Recent advances in artificial intelligence (AI) and machine learning (ML) have allowed many companies to develop algorithms and tools to automatically generate artificial (but realistic) 3D or 2D images. Such algorithms are part of a research area known as generative AI and have shown incredibly powerful features. In this article, we will understand how such algorithms are usually designed, which kind of applications and business can benefit from this tools and how future products design can benefit from generative AI.

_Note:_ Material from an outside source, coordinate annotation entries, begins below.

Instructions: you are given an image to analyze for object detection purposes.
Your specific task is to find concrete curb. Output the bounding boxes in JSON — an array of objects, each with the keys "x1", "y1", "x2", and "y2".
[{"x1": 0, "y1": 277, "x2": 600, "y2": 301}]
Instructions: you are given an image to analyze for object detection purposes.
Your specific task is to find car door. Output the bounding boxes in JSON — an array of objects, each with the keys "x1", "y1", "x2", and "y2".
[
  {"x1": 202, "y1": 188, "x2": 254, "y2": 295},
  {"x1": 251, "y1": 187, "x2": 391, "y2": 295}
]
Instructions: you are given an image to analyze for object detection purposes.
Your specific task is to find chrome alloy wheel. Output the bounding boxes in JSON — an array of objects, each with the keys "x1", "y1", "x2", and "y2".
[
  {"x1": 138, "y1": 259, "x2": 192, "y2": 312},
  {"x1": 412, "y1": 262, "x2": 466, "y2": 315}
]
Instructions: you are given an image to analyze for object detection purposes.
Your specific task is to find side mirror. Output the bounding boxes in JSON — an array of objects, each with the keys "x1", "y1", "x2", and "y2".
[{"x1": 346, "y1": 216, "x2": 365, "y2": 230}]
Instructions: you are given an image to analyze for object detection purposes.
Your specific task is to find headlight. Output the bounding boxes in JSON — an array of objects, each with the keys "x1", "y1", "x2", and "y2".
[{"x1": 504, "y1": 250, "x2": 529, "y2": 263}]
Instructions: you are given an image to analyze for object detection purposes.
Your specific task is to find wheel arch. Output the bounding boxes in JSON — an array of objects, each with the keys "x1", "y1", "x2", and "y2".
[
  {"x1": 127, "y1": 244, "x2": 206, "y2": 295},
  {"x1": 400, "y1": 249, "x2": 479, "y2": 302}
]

During the last edition of Codemotion Rome 2019, Martin Musiol (Senior Data Scientist at IBM) delivered a speech aimed at clarifying some of the key concepts of generative AI. The best way to understand what we are talking about is by starting with some examples. The first one is by nVidia, who developed a software that can generate new photorealistic faces starting from few pictures of real people:
Another interesting example has been developed by a team from the University of Berkeley. They implemented a software that can transfer video-recorded movements of a user (eg. a skilled professional dancer) to the movements of another user (eg. a totally unskilled dancer). The following video is quite impressive:
While this second example is probably more sophisticated than the previous one, the basic concepts are the same, as well as the mathematical tools and the algorithm behind this “magic”.
After looking at the previous videos, it should be easier to understand which are the main goals of generative AI: using data to train algorithms that are able to create things such as images or videos. This is substantially different from discriminative AI, which usually is aimed at classifying data or to distinguish things.
This fundamental difference between these two classes of AI algorithms has direct implications in the mathematical tools used. Discriminative AI are usually based on neural networks (NNs), support vector machines (SVMs) and many other tools that allow us to classify data. Generative AI also uses neural networks, but in a substantially different way: by exploiting the so-called generative adversarial networks (GANs).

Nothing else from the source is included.